Judo: a System of Physical, Intellectual, and Moral Education
Judo is much more than the mere learning and application of combat techniques, however. In its totality, it is a wonderful system of physical, intellectual, and moral education. Judo has its own culture, systems, heritage, customs, and traditions. Moreover, the principles of gentleness are carried from the practice mats and into most students' lives, in their interactions with their friends, family, work colleagues, and even strangers. Judo gives its students a code of ethics, a way of living, and a way of being. Practiced today by more than 20 millionindividuals, judo is undoubtedly the most popular combat sport in the world. In terms of sheer numbers of participants, judo is the second most popular sport of any sport, soccer being number one. In terms of national organisations worldwide, judo is the largest sport in the world, with the greatest number of member nations in the International Judo Federation, or IJF. It is a part of the physical education systems of many countries, and practiced in local clubs, junior high and high schools, colleges, regional and national training centres, and in many other areas in this country and across the world. Millions have discovered the spectacular enriching sport, and way of life, we knowas judo.

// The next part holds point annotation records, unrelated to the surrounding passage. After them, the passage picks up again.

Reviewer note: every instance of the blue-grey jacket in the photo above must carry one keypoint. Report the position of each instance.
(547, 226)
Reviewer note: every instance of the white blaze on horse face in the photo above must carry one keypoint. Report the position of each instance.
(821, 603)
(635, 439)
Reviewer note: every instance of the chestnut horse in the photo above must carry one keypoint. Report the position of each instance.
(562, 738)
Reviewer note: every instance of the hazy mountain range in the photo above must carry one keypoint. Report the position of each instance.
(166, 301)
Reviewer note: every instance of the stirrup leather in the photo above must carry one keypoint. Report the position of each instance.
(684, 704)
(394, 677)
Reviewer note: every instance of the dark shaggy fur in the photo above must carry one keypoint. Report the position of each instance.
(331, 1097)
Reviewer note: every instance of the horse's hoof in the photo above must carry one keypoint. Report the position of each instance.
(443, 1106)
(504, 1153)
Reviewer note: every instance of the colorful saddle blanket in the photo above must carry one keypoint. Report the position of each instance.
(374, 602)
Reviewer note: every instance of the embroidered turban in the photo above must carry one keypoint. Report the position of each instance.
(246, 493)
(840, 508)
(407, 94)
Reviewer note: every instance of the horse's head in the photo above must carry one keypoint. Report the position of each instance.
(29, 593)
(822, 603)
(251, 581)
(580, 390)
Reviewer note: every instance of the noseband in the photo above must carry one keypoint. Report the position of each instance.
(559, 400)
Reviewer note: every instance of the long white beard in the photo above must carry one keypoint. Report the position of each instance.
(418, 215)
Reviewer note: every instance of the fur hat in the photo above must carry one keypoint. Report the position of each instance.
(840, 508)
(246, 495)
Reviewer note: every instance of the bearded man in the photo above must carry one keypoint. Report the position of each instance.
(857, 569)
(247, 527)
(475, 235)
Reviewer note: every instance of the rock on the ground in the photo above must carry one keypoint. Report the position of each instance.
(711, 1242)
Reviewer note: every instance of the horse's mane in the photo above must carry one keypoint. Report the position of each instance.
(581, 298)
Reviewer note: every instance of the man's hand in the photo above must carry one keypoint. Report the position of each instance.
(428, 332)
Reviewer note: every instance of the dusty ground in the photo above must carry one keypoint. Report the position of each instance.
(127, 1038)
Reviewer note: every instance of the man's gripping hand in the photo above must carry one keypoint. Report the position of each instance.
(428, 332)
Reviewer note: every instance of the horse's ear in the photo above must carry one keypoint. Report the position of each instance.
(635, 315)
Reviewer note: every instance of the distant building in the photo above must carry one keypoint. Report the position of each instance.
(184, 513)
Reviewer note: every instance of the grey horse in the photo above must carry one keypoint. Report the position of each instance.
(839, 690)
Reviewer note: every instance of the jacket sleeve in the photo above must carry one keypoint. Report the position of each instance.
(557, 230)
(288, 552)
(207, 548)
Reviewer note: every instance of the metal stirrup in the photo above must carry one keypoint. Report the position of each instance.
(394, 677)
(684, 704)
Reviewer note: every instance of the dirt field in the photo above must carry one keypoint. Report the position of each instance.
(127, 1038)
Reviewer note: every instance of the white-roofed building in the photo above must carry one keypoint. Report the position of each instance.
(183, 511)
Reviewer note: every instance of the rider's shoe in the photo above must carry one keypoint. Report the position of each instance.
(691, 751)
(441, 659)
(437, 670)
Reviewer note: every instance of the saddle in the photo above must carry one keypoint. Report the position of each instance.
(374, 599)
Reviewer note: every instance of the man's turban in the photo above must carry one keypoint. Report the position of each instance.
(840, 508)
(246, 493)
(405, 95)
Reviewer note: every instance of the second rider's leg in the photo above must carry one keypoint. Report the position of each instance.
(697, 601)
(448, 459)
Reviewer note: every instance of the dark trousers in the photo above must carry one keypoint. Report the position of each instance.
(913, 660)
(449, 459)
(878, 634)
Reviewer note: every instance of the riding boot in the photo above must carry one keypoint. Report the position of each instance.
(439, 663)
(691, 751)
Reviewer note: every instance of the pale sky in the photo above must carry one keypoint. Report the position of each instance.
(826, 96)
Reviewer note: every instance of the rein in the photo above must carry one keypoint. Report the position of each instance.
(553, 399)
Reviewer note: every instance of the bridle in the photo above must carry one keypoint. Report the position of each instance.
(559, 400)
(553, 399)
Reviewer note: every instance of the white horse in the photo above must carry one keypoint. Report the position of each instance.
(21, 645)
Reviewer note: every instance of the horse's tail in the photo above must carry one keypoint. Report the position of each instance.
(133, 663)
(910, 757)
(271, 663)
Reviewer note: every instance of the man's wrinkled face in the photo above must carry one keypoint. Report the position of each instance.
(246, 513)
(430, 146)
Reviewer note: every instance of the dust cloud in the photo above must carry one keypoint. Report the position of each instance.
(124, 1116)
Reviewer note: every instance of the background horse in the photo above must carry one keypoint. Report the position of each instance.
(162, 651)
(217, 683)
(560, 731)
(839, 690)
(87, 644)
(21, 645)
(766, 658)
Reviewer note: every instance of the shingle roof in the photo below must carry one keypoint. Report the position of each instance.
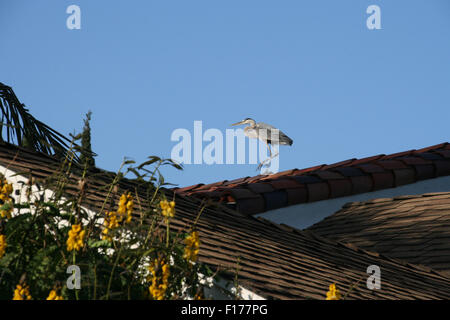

A Role to Play in the Society
Judo students also learn valuable social skills, and build long-lasting and meaningful relationships with others. The camaraderie, and bonding that occurs among partners who have shared the rigors of physically difficult and mentally demanding training are deep, often providing the basis for relationships that last a lifetime. Through judo, people are able to develop friendships and integrate socially almost anywhere. Regardless of the towns you visit, in your home country or elsewhere, there is bound to be a judo club, or dojo, where you will be welcomed.